Karotkin: “And how does a naval vessel move through a swamp?”

“An air-cushion cargo vessel,” Maksimov smiled. “The team is all plausibly deniable except for two naval officers. If faced with capture, they know what is expected of them. And from there to a Nicaraguan hangar”—he shrugged—“is a matter we need not burden you with.”

“Of course,” Karotkin said curtly. “You seem to have accounted for all eventualities, comrade Colonel. My compliments; but as long as you have the sanction, I hope you are not counting on KGB for five million dollars’ worth of Swiss francs in ransom money,” he finished with some smugness.

“That small detail is already in flight by diplomatic courier,” Maksimov replied, “to avoid any possible questions.” Every man in the room knew that it was no small detail. The sum was wildly in excess of the usual payments made by the Soviet government to thieves. “Comrade Major Vins will sign for it in Mexico. That and certain other implements of his own choosing,” he added with a heavy attempt to be droll.

Suslov: “You speak as though the payment were real. Surely—”

“Surely the GRU would not risk losing such a monster fish by using an artificial lure,” Maksimov said easily. “We do not know what clever tricks this man Medina may have to satisfy himself before he makes the trade. We do know that our bait is real. Traceable by transmitters in the banding seals, but real.” Maksimov saw only disbelieving stares from the KGB men, and now he spoke bluntly as if to children. “Do we want Black Stealth One more than we want the money? Yes? Then we pay its ransom!” More gently, then: “Of course, many things may happen to a thief after he runs with his ill-gotten money, comrades. Mexico is still a wild country, where a running man might be overtaken and eaten by wolves.”

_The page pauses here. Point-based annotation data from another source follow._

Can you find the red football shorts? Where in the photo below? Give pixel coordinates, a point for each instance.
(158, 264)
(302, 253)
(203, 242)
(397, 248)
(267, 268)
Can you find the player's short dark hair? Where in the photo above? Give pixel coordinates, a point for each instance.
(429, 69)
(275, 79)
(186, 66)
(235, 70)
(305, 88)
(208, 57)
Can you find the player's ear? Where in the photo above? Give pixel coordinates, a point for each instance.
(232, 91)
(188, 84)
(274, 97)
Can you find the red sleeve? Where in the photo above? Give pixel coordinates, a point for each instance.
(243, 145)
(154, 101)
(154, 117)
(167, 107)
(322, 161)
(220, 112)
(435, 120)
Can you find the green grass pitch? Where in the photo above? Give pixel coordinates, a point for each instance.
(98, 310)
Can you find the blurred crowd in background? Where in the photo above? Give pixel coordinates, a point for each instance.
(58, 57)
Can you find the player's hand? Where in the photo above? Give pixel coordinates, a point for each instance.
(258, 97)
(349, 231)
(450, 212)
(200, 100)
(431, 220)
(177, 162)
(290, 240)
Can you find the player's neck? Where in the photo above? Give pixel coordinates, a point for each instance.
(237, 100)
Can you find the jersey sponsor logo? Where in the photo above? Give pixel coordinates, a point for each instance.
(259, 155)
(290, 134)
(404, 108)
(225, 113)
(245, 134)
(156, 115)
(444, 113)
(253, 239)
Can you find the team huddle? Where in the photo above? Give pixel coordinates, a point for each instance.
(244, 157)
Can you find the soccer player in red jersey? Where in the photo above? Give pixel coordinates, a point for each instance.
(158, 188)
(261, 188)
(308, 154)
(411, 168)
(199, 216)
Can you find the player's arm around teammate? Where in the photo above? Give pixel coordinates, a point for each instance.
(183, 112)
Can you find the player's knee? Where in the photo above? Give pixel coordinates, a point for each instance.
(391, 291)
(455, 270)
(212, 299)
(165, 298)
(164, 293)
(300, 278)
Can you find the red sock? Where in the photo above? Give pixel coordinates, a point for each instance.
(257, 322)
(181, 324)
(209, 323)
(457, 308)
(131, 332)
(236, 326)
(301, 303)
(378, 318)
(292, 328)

“Those, ah, other implements,” Suslov said, the barrel of his pen raised. “Will they include two-way communication links?”

“The equipment would be too heavy,” Karel Vins replied, “but I will carry a flashlight adaptable as a burst transmitter. What I need from you is a schedule of uplink windows.”

Suslov nodded and stood up. He would have no difficulty providing a schedule listing the times, or “windows,” when atmosphere-grazing Soviet satellites would be staring down at Western Mexico. And certainly Suslov was not about to comment on the fact that the vawlk could choose to transmit progress reports during this operation, but not to receive instructions. If Colonel Maksimov trusted him with millions in cash, surely Vins was on an inside track to the top. And one did not question the loyalty of such a man in his own presence.